同協会は、「慢性期病態別診療報酬(試案)」に関する調査の一環として、今年10月、医療療養病床に入院する医療区分1の患者5150人を対象に、難治高血圧や低栄養、重度意識障害、中等度以上の感染症などの発症の有無について調査。2006年(対象患者2625人)や08年(同2841人)の同様の調査の結果と比較した。

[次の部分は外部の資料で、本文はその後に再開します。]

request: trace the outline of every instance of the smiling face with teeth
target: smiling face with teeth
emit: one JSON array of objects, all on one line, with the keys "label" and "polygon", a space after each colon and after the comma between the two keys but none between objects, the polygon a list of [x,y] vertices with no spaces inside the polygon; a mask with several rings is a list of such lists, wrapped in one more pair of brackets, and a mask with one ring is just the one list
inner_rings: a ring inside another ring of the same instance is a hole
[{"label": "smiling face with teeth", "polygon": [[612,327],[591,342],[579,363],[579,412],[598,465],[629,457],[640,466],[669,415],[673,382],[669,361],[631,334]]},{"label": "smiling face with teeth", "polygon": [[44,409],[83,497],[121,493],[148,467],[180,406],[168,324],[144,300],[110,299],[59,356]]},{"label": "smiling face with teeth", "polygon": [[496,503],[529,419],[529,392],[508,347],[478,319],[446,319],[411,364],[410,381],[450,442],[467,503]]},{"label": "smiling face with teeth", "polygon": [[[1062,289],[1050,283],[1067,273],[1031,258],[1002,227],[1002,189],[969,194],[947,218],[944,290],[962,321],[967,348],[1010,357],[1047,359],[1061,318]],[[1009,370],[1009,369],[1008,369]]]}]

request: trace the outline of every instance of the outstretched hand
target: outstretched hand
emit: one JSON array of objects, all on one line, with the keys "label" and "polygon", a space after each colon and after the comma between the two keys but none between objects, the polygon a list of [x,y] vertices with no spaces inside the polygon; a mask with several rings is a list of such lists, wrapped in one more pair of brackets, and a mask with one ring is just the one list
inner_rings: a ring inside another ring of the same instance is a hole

感染症を発症した患者の割合は4.8%(06年)、5.7%(08年)と推移してきたが、今年は17.1%にまで増加。06年には3.0%だった重度意識障害(JCS30以上)の患者の割合も、今年は36.6%にまで急増した。難治高血圧を発症した患者の割合は0.4%(06年)、0.6%(08年)と1%未満で推移してきたが、今年は24.4%にまで増加。さらに、がんによってターミナルを迎える人の割合も、0.6%(06年、08年)から5.4%となった。
調査結果について、同日に記者会見した同協会慢性期病態別診療報酬試案検討委員会の池端幸彦委員長は、「そのほか、低栄養に陥る人なども増えている。医療療養病床の医療区分1の入院患者の症状は、明らかに重度化している」と指摘した。
■試案は「新たな制度を考える討論への捨て石」―武久会長
また池端委員長は、現行の医療区分に代わる慢性期病態区分とADL評価で構成されている「慢性期病態別診療報酬(試案)」について、「特に新たなADL区分については、従来の区分とほぼ同様の信頼度が担保できることが調査で明らかになった」などと指摘。今後は、他の病院団体にも協力を依頼し、試案についてさらに大規模な調査を進める方針を示した。同協会の武久洋三会長は、「この試案を完全に受け入れてくれなければ駄目、というつもりで作ったわけではない。新たな制度を考える討論のための捨て石として提示したつもり」と述べた。